The continuous or categorical response thing doesn’t really matter so much to me. I have no problem using a normal linear model for continuous outcomes (perhaps suitably transformed) and a logistic model for binary outcomes.
I don’t want to throw away interactions just because they’re not statistically significant. I’d rather partially pool them toward zero using an informative prior. Or, in the short term, set interactions to 0 if they help you understand the model, and use statistical significance as a guideline if you’d like, but in concert with your substantive goals. If a certain interaction is something you’re just including to correct for potential imbalance between groups, and it’s not statistically significant, maybe you can toss it. But if it’s central to your understanding, keep it in, while recognizing that you will have a lot of uncertainty in coefficients and comparisons that arise from that interaction of factors.
Regarding your conceptual point, yes yes yes yes yes I agree that you should use those continuous variables, don’t chop them up as binary, that would just throw away info. If you _must_ make a variable binary, please break it into 3 categories and compare high to low (see my paper with David Park on splitting a predictor at the upper quarter or third and the lower quarter or third).
And now here’s the question:
Recently, there has been a shift in field away from ANOVA to the use of mixed effects logit models. It was primarily based on the advice in this paper: Jeager, T. F. (2008) Categorical Data Analysis: Away from ANOVAs (transformation or not) and towards Logit Mixed Models. Journal of Memory and Language, 59: 434–446 . (http://www.ncbi.nlm.nih.gov/pmc/articles/PMC2613284/)
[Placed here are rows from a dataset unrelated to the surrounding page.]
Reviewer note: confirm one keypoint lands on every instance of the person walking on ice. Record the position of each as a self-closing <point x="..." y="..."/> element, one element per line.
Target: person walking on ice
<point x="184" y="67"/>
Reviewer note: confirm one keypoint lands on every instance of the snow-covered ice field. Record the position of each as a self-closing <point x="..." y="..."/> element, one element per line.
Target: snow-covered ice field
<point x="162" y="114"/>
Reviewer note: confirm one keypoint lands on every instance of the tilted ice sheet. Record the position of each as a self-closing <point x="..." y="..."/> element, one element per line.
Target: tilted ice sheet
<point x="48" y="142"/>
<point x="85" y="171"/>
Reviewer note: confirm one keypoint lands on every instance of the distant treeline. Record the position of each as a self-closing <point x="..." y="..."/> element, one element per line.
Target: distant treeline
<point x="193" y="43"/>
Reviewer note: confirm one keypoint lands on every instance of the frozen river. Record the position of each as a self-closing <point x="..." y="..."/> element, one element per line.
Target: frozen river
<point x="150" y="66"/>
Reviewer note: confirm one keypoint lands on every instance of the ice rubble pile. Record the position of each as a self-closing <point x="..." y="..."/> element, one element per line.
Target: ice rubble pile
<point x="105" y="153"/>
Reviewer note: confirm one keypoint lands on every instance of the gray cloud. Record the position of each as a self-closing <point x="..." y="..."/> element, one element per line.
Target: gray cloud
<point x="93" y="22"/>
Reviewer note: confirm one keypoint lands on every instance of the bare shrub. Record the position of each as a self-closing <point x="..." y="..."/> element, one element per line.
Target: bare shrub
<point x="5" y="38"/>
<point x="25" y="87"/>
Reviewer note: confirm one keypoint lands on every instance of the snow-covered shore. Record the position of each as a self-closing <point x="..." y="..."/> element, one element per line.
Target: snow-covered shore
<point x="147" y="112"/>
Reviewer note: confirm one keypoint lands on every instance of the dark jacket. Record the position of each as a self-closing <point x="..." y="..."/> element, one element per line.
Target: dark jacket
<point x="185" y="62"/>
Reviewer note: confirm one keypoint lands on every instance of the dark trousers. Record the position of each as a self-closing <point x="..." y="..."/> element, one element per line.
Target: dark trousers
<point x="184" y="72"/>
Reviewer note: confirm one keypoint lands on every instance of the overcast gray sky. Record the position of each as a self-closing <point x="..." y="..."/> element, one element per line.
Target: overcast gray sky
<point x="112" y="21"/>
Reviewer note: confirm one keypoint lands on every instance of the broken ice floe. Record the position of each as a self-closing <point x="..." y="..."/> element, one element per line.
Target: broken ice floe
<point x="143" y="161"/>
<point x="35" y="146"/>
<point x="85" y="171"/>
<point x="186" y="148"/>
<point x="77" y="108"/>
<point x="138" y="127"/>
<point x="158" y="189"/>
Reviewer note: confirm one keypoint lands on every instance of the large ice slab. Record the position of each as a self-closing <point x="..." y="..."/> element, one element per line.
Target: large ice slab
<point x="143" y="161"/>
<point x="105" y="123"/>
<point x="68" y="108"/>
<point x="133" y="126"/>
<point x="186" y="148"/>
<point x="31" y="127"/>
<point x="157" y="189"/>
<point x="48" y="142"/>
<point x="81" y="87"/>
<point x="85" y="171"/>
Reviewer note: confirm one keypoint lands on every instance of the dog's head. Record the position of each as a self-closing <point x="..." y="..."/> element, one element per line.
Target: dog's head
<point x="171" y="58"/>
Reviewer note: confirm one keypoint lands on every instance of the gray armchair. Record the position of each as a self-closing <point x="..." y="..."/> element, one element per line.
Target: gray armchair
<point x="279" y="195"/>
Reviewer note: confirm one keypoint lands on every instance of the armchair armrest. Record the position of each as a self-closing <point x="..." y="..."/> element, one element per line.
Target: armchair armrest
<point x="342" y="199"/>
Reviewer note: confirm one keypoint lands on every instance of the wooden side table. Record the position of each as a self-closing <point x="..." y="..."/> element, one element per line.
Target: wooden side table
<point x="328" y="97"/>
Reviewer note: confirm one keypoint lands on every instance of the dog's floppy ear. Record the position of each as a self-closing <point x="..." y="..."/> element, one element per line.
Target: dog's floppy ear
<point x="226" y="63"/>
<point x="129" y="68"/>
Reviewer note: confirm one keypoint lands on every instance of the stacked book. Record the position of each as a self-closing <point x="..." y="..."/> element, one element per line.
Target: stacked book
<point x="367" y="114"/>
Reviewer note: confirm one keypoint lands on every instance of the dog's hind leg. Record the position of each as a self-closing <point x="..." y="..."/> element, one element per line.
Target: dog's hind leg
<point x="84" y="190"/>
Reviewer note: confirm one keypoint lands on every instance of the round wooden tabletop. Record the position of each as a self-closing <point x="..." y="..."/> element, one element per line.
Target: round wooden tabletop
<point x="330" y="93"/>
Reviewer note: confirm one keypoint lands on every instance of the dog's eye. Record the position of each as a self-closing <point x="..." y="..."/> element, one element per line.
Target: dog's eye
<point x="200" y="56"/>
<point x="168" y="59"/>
It is becoming the gold standard technique in the field, but I [the psychologist who’s asking this question] am having some issues understanding it. Learning to program it is relatively easy, learning how to use it appropriately, and especially, understanding how to interpret logit models is much harder. And I have overheard too many discussions about interactions amongst my poli sci and economist friends, especially in logit models, to not be somewhat sceptical of the advice in said paper. So I took to reading, and have ended up more confused than I started. Basically, given some of the issues, I am not sure that it is worth the switch. But my priors lead me to believe that the author of the paper knows much more about stats than I do, and given that, that I’m confused. Hopefully this will be intriguing enough to you to respond.
Here’s what I’m having trouble with.
The main impetus for the shift away from ANOVA to logit is two-fold: 1) arguing that we actually have categorical response data, and 2) a demonstration of a spurious interaction effect in ANOVA – as in, it’s significant in ANOVA (even using transformed data) but not in the logit model. I will deal with the latter first, since it is a statistical issue, whereas I see the former as conceptual, and I can see arguments for both sides.
As far as I can tell, the interpretation of interactions in logit is very tricky. This point is made by Golder and colleagues (https://files.nyu.edu/mrg217/public/presentation_interaction.pdf), among others. Moreover, it depends on the type of variables considered in the interaction, i.e., continuous vs. categorical (http://www.ats.ucla.edu/stat/stata/seminars/interaction_sem/interaction_sem.htm). Given all the complications, I am loathe to throw away a result because it was not significant in a logit model. Basically, logit results are being treated as ANOVA results (just look at the p value and you know all you need to know), but getting rid of a problem and with bonus information (basically, effect sizes, in this case, the odds ratios, although, they are not reported in the papers I’ve read using logit). But according to Golder and colleagues “ the coefficient and standard error on the interaction term does not tell us the direction, magnitude, or significance of the ‘interaction effect’” . Or some folks at UCLA (http://www.ats.ucla.edu/stat/stata/seminars/interaction_sem/interaction_sem.htm ) “Just because the interaction term is significant in the log odds model, it doesn’t mean that the probability difference in differences will be significant for values of the covariate of interest. Paradoxically, even if the interaction term is not significant in the log odds model, the probability difference in differences may be significant for some values of the covariate.” Or Berry, DeMeritt, Esarey (2010, AJPS vol 54). Or in Ai et al., (2003)” In probit or logistic regressions, one can not base statistical inferences based on simply looking at the co-efficient and statistical significance of the interaction terms. So reading off the p values for an interaction term is not a straightforward matter, or should I say, using them to directly reject the hypothesis that there is an interaction is not the same as in an ANOVA.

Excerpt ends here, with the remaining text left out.